The RSPCA is being criticised for its handling of a badly malnourished horse amid an accusation it was left on a Hunter property for a year in a deteriorating condition while the agency investigated - an allegation the RSPCA "unequivocally denies".
Animal Justice Party lead senate candidate Darren Brollo and Hunter Horse Haven spokesperson Deb Barber say the RSPCA left 17-year-old retired racehorse Jet in a poor condition on the Weston property for too long before the owner surrendered him to the Anna Bay equine refuge.
But the RSPCA said Mr Brollo had "misrepresented and omitted information, and has failed in his due diligence to ascertain the facts of the matter".
Ms Barber, who has been caring for Jet around the clock, said the horse was so malnourished he was eating his own faeces.
"Chronically starved horses are sometimes known to eat their own droppings and Jet even tries to get it back from us as we collect it," she said.
"He has someone with him 24 hours a day, but it's still touch and go at the moment and will be for some time. He has multiple health concerns, with the most upsetting one that he has a grade five to six systolic heart murmur, with grade six being the very worst.
"In some chronically starved horses with a heart murmur we can provide some healing with weight but I seriously doubt this one will."
Mr Brollo said the case showed ongoing problems with ensuring safe re-homing of retired racehorses.
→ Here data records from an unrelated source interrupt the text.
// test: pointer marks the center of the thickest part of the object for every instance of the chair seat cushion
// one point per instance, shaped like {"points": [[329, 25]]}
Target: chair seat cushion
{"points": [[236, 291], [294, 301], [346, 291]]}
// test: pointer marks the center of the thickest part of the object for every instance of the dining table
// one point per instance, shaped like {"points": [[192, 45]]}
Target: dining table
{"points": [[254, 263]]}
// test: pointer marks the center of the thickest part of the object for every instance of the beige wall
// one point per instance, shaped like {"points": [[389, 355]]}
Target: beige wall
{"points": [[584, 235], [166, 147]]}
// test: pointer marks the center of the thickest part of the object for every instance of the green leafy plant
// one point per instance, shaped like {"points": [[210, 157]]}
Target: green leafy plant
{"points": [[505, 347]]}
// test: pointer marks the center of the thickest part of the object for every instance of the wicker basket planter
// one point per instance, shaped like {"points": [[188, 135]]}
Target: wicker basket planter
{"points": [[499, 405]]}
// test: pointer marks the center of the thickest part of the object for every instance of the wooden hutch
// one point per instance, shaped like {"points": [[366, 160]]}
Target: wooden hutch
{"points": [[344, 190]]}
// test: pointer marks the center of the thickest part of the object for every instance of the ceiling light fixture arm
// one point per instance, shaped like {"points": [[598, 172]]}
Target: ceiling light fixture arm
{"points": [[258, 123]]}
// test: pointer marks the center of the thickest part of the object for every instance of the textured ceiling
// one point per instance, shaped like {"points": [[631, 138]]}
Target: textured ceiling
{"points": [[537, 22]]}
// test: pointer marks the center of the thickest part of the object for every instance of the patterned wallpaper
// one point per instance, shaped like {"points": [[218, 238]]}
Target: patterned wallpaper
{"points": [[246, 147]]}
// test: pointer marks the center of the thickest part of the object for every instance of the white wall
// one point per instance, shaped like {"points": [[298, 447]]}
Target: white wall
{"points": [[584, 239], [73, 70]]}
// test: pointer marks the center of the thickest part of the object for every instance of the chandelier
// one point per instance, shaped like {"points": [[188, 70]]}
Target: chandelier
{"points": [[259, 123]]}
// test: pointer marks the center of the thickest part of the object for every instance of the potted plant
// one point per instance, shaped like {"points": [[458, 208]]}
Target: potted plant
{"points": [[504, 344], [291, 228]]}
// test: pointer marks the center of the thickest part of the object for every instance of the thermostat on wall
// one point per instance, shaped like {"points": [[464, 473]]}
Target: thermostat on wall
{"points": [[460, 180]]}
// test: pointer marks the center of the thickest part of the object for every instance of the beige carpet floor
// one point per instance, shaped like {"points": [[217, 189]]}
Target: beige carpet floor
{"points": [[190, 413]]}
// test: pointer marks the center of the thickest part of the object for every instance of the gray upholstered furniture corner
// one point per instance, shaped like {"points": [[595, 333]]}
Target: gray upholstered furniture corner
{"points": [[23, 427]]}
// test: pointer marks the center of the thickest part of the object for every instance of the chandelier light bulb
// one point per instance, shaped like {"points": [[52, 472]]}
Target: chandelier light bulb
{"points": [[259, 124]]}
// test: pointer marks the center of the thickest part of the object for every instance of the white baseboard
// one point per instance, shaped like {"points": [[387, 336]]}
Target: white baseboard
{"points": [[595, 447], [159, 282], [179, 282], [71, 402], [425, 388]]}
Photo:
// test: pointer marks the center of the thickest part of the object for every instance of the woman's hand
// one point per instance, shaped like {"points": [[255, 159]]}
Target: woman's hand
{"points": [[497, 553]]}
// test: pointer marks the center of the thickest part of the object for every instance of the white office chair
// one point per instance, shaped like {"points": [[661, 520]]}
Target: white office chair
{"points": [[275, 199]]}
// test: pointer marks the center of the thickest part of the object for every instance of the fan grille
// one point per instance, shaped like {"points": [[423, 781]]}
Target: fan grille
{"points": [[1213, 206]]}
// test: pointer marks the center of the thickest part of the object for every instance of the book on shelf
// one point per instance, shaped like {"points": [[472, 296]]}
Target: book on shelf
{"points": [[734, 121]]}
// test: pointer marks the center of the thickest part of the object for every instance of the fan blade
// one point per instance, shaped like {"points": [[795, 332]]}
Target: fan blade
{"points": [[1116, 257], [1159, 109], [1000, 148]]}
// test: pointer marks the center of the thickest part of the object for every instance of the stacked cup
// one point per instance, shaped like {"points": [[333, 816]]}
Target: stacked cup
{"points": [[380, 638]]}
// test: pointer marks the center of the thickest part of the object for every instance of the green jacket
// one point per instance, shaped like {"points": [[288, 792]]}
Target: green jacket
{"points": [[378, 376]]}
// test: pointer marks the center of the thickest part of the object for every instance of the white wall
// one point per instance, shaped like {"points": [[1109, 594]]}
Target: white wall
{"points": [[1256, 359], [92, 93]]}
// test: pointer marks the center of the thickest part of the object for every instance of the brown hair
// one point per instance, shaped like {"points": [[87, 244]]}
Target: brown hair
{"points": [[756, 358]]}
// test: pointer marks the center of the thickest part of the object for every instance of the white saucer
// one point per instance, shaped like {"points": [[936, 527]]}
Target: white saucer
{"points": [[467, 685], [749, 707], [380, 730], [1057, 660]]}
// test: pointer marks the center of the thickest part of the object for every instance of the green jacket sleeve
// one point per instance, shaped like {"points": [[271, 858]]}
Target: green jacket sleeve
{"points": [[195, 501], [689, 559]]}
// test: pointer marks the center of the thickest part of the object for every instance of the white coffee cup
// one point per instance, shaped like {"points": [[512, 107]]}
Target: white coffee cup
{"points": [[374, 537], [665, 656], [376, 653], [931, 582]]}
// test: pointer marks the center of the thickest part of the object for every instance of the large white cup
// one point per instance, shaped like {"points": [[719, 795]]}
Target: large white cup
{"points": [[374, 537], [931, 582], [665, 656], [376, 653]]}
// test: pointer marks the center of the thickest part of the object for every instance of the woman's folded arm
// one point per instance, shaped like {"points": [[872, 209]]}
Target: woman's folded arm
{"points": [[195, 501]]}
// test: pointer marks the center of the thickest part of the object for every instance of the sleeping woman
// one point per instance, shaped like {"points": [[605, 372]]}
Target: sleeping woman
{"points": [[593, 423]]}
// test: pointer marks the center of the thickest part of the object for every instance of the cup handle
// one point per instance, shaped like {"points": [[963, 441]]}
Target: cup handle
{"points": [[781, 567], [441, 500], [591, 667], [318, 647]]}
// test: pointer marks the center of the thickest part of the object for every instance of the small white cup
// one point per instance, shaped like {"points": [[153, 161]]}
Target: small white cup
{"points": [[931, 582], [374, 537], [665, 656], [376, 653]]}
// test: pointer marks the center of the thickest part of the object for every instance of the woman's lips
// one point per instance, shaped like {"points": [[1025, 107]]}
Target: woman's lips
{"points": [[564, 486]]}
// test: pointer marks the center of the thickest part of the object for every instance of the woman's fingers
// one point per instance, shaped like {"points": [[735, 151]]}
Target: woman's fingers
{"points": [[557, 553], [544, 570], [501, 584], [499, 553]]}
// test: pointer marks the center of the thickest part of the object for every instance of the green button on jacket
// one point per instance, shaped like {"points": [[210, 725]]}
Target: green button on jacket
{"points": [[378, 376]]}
He said the RSPCA's response was "unacceptable" and called for the establishment of an independent office of animal protection.
"Australians are tired of animal cruelty going unreported and unpunished," he said.
An RSPCA spokesperson said the agency "unequivocally denies" the allegation that Jet was left to starve for 12 months.
The spokesperson said the RSPCA worked with Jet's owner over the period to improve his well-being, conducting several checks of two horses to ensure their condition was improving, which the agency believed was the case.
The spokesperson said the owner complied with directions to seek vet assistance and to put a feed plan in place but Jet's condition "drastically deteriorated" after a check on March 4 - and the owner did not contact RSPCA for help.
"RSPCA NSW is deeply saddened and disappointed that we were not contacted for help, as the inspectorate has been consistent and persistent with offers for assistance and has clearly communicated that surrender was always an option," RSPCA said.